In algebraic geometry, the Donaldson-Thomas invariants are virtual counts of ideal sheaves (rank one, torsion-free, trivial determinant) on a Calabi-Yau threefold $X$. We have

$\text{DT}_{\beta, n}(X) = \int_{[M_{\beta,n}(X)]^{\text{vir}}}1$

where $M_{\beta, n}(X)$ is the moduli space of ideal sheaves with Chern character $(1, 0, - \beta, -n)$.

In physics, I believe $\text{DT}_{\beta, n}(X)$ is the virtual count of BPS particles in 4d with charge $(1, 0, - \beta, -n)$ in Type IIA superstring theory compactified on $X$. These are bound states of D2-D0 branes in a single D6-brane. But I've also heard that DT invariants are quantities in the topological B-model on $X$.

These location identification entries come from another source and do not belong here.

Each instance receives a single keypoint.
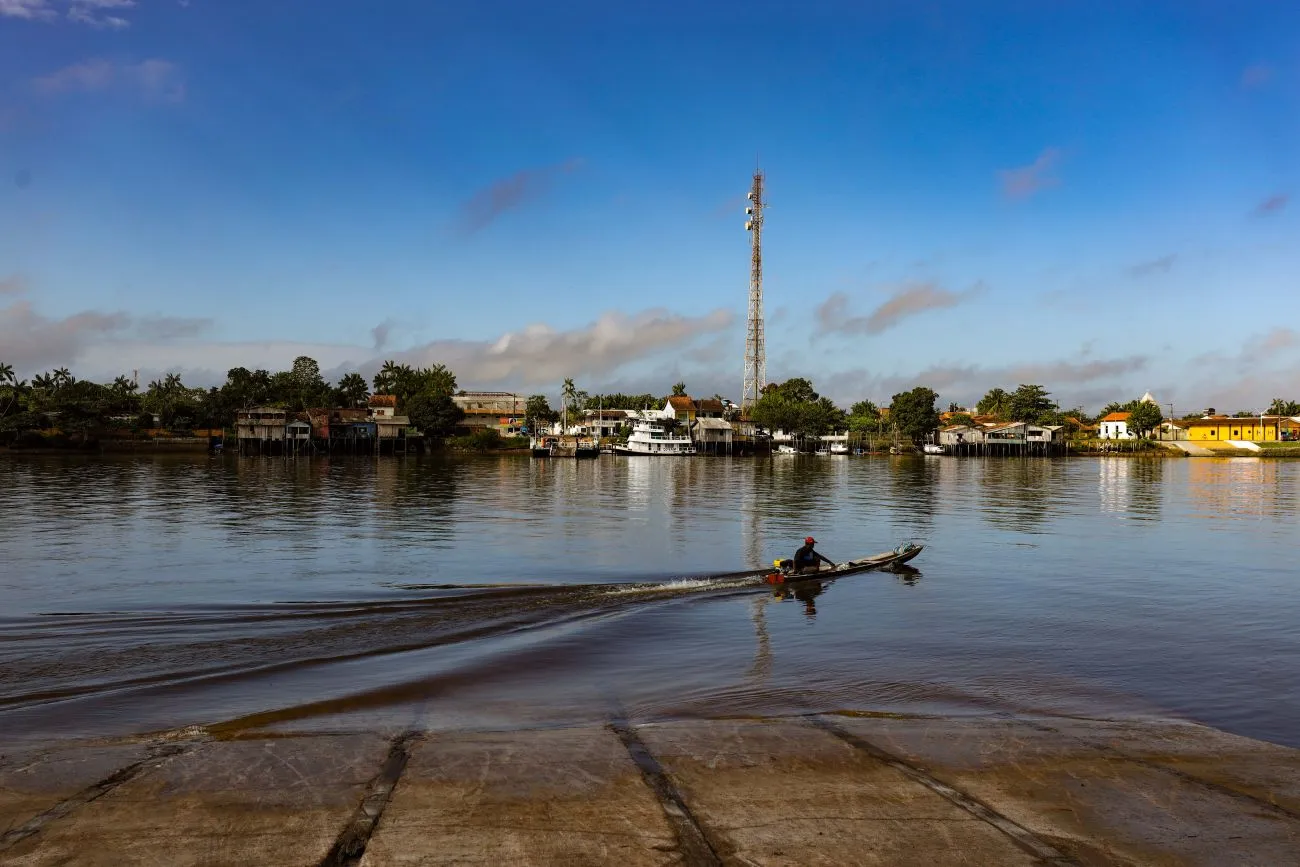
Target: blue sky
(1096, 196)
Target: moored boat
(651, 437)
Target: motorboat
(653, 437)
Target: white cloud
(1025, 181)
(31, 342)
(156, 79)
(833, 312)
(540, 355)
(13, 285)
(95, 13)
(103, 345)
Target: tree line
(81, 407)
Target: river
(499, 592)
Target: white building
(1114, 427)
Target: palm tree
(570, 395)
(352, 389)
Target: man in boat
(807, 559)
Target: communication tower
(755, 349)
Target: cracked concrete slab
(274, 801)
(1100, 792)
(781, 792)
(544, 797)
(827, 789)
(33, 780)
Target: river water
(445, 592)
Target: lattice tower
(755, 347)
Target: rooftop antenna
(755, 347)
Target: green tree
(404, 382)
(538, 412)
(434, 414)
(1030, 403)
(865, 417)
(310, 389)
(351, 390)
(798, 390)
(11, 390)
(568, 398)
(169, 401)
(622, 402)
(1144, 417)
(996, 402)
(1281, 407)
(913, 414)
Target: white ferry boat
(653, 438)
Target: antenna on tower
(755, 349)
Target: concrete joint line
(1117, 755)
(692, 841)
(1021, 836)
(355, 837)
(90, 793)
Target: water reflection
(805, 592)
(1131, 486)
(1019, 493)
(1240, 488)
(914, 482)
(352, 581)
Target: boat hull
(875, 563)
(624, 450)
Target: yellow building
(1256, 429)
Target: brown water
(144, 594)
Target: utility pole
(755, 349)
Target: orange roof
(1223, 420)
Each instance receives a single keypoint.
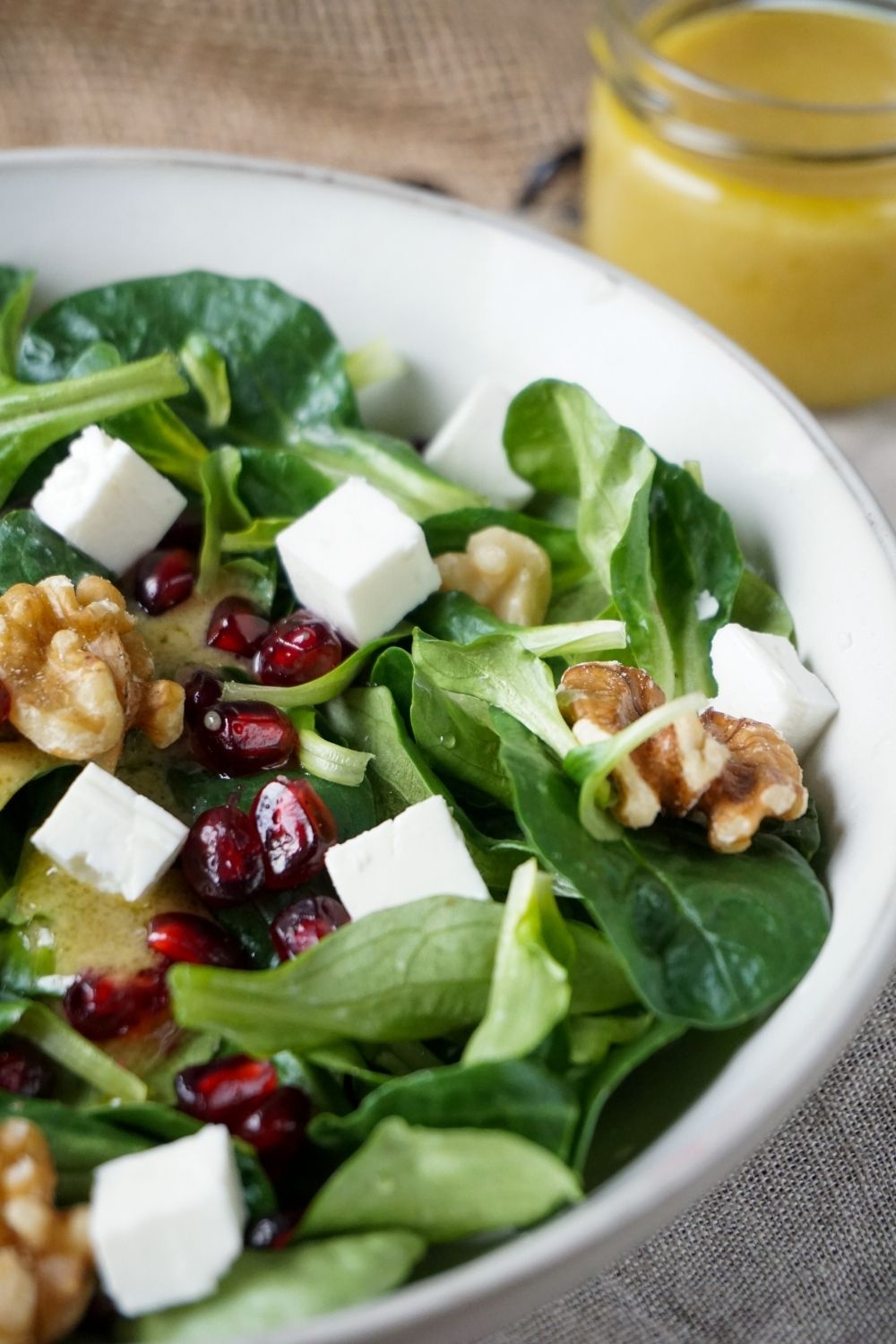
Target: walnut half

My questions are the following:

1. Mathematically, the DT invariants are *deformation invariants* meaning they are unchanged under deformations of the complex structure on $X$ (though they can jump across walls!). So how are they B-model quantities when the B-model depends on the complex moduli of $X$?

2. Secondly, and possibly related, I'm hoping someone can tell me if the following physical statements are correct:

We can curl up the time direction in $\mathbb{R}^{1, 3}$ to a circle of radius $R$ and perform T-duality. This says that Type IIA in the $R \to \infty$ limit is equivalent to Type IIB in the $R \to 0$ limit. This takes BPS *particles* coming from D6-D2-D0 bound states to BPS *instantons* coming from D5-D1-D(-1) branes, wrapping the same cycles in $X$.

Is this correct, and is this how DT invariants can be related to Type IIB theory?